- Logo of the 5th Corps
- Leaders: Lt. Col. Fares Bayoush; Lt. Col. Ahmad al-Saud;
- Dates active: 7 September 2014 – November 2014 (defunct)
- Headquarters: Maarrat al-Nu'man and Kafr Nabl
- Active regions: Northwestern Syria Idlib Governorate; Aleppo Governorate; Hama Governorate;
- Ideology: Syrian nationalism
- Size: Few thousand
- Part of: Free Syrian Army Syrian Revolutionary Command Council
- Wars: the Syrian civil war

= 5th Corps (Syrian rebel group) =

The 5th Corps (فيلق الخامس) was an alliance of five Syrian rebel groups that was formed during the Syrian Civil War in September 2014. All five units were affiliated with the Free Syrian Army and the Supreme Military Council, used the Syrian independence flag as their symbol, and received BGM-71 TOW anti-tank missiles from the US-backed Friends of Syria Group through the Military Operations Center in Reyhanlı, Turkey, near the Syrian border.

==Composition and leadership==
- 13th Division
- Knights of Justice Brigade
- Hawks of Mount Zawiya Brigade
- 101st Infantry Division
- 1st Brigade

The 5th Corps was headed by Lieutenant Colonel Fares Bayoush, who was also the leader of the Knights of Justice Brigade.

==Activities==
Despite being supported by the US, the 5th Corps condemned the American-led intervention in Syria against ISIL and the al-Nusra Front.

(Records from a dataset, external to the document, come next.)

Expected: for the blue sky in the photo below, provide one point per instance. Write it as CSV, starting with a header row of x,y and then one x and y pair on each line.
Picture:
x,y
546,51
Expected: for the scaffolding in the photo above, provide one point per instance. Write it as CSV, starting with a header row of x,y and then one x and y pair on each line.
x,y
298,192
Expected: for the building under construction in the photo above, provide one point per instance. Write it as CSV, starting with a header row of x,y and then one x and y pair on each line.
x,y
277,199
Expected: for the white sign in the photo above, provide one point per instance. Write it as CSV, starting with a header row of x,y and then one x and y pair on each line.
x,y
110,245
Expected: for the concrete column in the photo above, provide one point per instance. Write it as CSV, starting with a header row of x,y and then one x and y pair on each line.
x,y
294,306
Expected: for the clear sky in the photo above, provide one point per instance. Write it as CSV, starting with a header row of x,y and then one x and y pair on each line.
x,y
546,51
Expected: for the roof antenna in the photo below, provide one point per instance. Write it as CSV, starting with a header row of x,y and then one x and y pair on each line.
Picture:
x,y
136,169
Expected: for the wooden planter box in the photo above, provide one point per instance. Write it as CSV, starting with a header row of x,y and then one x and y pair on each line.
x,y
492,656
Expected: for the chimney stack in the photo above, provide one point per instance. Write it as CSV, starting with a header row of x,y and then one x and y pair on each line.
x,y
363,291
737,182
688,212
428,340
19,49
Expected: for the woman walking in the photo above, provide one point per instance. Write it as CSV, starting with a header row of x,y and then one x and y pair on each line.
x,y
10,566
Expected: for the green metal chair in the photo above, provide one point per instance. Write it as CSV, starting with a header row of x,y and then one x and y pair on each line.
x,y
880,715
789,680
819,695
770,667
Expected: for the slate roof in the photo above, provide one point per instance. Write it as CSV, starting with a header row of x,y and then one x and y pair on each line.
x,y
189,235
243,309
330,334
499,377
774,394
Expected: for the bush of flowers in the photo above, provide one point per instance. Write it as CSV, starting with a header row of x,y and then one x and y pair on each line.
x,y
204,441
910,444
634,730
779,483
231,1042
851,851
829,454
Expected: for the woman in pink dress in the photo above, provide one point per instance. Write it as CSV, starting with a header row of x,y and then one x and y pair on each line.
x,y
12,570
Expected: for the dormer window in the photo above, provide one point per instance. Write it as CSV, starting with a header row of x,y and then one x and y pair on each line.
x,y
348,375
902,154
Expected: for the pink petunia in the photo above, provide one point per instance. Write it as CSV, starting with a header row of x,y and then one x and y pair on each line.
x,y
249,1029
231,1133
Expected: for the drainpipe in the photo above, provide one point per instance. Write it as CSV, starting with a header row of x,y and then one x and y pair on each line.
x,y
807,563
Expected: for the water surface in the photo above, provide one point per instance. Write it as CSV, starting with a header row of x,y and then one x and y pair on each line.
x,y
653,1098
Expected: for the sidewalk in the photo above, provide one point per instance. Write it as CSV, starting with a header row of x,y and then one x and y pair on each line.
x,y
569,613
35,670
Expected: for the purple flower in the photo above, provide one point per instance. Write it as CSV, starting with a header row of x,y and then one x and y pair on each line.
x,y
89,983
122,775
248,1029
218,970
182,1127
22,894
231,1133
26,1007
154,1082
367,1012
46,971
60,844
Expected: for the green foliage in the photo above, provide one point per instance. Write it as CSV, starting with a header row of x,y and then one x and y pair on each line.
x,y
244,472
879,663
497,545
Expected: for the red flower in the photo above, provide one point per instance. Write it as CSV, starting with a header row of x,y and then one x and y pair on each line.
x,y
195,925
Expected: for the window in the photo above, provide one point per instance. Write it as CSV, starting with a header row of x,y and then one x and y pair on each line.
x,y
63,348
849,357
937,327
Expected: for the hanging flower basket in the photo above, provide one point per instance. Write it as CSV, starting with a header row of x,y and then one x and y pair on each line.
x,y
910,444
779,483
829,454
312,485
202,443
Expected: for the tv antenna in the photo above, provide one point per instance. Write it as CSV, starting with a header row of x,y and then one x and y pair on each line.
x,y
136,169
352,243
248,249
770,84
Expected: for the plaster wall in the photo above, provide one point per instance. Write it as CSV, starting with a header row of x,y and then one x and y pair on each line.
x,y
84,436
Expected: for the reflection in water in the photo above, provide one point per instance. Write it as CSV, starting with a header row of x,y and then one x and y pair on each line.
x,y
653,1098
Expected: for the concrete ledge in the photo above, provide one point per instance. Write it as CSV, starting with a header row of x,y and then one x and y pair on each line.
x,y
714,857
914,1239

The group held that the Syrian Interim Government was responsible for the accidental injection of atracurium besilate into 75 children during a measles vaccination campaign in the countryside of Maarat al-Nu'man on 16 September 2014, killing 15 of them, all between 6 and 18 months old.

==Aftermath==
On 20 November 2014, the groups that constituted the 5th Corps, with the exception of the Mountain Hawks Brigade and the 101st Infantry Division, joined a new, more Islamist-oriented, rebel alliance called the "Gathering of Rebels in Southern Idlib" based in Maarat al-Nu'man, rendering the 5th Corps defunct.